Christine Gan scite author profile

Enterotoxigenic Bacteroides fragilis (ETBF) causes diarrhea and is implicated in inflammatory bowel diseases and colorectal cancer. The only known ETBF virulence factor is the Bacteroides fragilis toxin (BFT), which induces E-cadherin cleavage, interleukin-8 secretion, and epithelial cell proliferation. A murine model for ETBF has not been characterized.

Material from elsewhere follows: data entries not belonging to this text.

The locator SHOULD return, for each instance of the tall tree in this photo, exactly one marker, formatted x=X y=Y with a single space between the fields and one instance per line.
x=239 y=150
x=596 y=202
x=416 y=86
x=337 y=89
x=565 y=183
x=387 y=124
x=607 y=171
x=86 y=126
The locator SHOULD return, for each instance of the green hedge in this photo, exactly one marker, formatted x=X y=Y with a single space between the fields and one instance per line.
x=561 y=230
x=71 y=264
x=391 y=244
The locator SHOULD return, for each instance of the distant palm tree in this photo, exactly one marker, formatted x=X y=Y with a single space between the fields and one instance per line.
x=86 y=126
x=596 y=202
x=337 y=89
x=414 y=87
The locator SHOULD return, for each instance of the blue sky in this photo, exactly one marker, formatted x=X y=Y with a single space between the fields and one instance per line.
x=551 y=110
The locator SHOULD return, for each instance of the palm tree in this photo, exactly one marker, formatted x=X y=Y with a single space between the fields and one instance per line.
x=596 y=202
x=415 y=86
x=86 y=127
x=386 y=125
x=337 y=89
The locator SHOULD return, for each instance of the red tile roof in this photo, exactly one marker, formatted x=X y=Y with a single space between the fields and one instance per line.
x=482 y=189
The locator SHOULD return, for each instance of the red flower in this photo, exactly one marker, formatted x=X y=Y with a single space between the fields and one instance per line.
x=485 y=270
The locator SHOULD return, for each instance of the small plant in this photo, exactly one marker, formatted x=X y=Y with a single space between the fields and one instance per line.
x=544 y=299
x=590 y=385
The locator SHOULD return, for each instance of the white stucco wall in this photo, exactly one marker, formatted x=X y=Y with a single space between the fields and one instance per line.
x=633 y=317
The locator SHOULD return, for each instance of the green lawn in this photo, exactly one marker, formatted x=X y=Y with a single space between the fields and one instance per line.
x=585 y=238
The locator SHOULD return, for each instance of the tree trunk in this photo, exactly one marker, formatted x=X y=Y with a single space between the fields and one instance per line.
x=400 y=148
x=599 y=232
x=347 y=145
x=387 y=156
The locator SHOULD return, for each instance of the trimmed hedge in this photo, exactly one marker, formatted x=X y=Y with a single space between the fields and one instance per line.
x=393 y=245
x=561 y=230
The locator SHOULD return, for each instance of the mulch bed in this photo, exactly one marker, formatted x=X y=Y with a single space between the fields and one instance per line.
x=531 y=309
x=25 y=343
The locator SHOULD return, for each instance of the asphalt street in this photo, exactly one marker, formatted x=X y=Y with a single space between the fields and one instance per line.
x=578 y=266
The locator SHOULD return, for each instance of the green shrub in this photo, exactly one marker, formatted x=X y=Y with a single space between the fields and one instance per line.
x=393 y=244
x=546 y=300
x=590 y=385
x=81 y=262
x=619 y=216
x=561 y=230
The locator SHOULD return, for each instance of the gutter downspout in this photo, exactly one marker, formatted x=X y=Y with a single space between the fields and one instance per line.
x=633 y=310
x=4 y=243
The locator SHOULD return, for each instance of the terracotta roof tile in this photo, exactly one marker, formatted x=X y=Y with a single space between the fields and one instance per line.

Specific pathogen-free (SPF) C57BL/6J or germfree 129S6/SvEv mice were orally inoculated with wild-type ETBF (WT-ETBF) strains, a nontoxigenic WT strain of B. fragilis (WT-NTBF), WT-NTBF overexpressing bft (rETBF), or WT-NTBF overexpressing a biologically inactive mutated bft (rNTBF). In SPF and germfree mice, ETBF caused colitis but was lethal only in germfree mice. Colonic histopathology demonstrated mucosal thickening with inflammatory cell infiltration, crypt abscesses, and epithelial cell exfoliation, erosion, and ulceration. SPF mice colonized with rETBF mimicked WT-ETBF, whereas rNTBF caused no histopathology. Intestinal epithelial E-cadherin was rapidly cleaved in vivo in WT-ETBF-colonized mice and in vitro in intestinal tissues cultured with purified BFT. ETBF mice colonized for 16 months exhibited persistent colitis. BFT did not directly induce lymphocyte proliferation, dendritic cell stimulation, or Toll-like receptor activation. In conclusion, WT-ETBF induced acute then persistent colitis in SPF mice and rapidly lethal colitis in WT germfree mice. Our data support the hypothesis that chronic colonization with the human commensal ETBF can induce persistent, subclinical colitis in humans.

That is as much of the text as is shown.